Let’s make it absolutely clear here: no one is suggesting that homosexuality must be embraced by all. What I am suggesting, however, is that in the same way that we’ve become mature enough to understand that we are all allowed to have varying political viewpoints, we have to understand that everybody has the right to be here pursuing love, life and happiness, regardless of sexual orientation. The world is becoming more catholic every day. In this world, technology advances almost at the speed of light. It must be apparent that marginalised groups won’t be content to keep things at the status quo. Once upon a time, there were slaves on sugar plantations.
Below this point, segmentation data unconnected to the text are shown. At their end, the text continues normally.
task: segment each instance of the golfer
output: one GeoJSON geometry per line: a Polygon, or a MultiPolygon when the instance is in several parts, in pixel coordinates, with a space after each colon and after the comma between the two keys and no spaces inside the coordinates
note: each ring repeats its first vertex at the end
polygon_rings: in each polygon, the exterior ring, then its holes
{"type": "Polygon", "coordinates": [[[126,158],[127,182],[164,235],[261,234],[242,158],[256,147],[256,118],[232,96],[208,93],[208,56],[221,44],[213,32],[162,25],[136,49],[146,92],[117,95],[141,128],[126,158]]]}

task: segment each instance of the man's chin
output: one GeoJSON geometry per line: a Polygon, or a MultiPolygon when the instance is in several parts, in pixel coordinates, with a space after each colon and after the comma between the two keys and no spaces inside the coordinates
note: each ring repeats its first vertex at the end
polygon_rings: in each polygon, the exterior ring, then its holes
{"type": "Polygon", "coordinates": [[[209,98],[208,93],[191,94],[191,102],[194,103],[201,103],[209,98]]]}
Once upon a time now seems so far away.
Even as we reflect on what it means to be a 50-year-old independent nation, attitudes toward sexuality will have to factor into the national conversation, such as it is. But even more so, I think we have to examine our attitude towards change in general. As a nation, we’ve come a long way in 50 years. But could it be that we could have progressed even further were it not for resistance to things that could make us better? How many times have we heard someone from a past generation say, “This is how we’ve always done things. There’s no reason to change”? Or, “Promotion in this office is by years of service, not any fancy degree.” Or, “My parents used to run me down and beat me with a stick; if corporal punishment was good enough for me, I don’t see why it isn’t good enough for my children.”
The Jamaican poet and philosopher Earl McKenzie speaks about Jamaicans’ aversion to straight lines, for example. We’ve all been in a bank or a stoplight and seen somebody, a propos of nothing, form another completely unnecessary line. Perhaps one of the things we can meditate on in this jubilee year is how we view change. “In a chronically leaking boat, energy devoted to changing vessels is more productive than energy devoted to patching leaks,” Warren Buffett is believed to have said. Meaning, fear of the unknown is counter-intuitive.
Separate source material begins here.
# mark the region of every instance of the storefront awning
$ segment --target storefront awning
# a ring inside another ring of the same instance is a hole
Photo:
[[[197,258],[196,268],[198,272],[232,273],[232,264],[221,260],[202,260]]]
When I was growing up, one of parents’ biggest fears was that their daughters would become involved with the wrong elements: Rastas, for example. Weird, considering the universal appeal of dreadlocks today, right? But back then, Rastafarianism was feared because it wasn’t understood. It took me a long while to discover the Rasta uncle my mother kept secret from us, her brother, a herbs man, kinder and gentler you would never meet. He’d become an outcast, put out of his home for matting his hair and smoking ‘dro. My mother was a tender-hearted woman, but she was a product of her environment; she supported his ostracisation. To her mind, he was no role model for her daughters. That’s how people thought then: according Rastas any societal acknowledgement would eventually translate into an island of weedsmoking, dreadlocked troublemakers. Years after finally meeting my uncle I’ve still never smoked herb and I’ve never been inclined to adopt Rastafarianism as my religion. And all I ended up with was regret about not having had the opportunity to have got to know this relative upon whom years of exile took a toll and whom we eventually lost.
The point that my friend’s daughter so eloquently made is that things and times change; there’s no point in fearing the unusual, the different. Tomorrow, that same unusual and different — like it or not — will become the norm.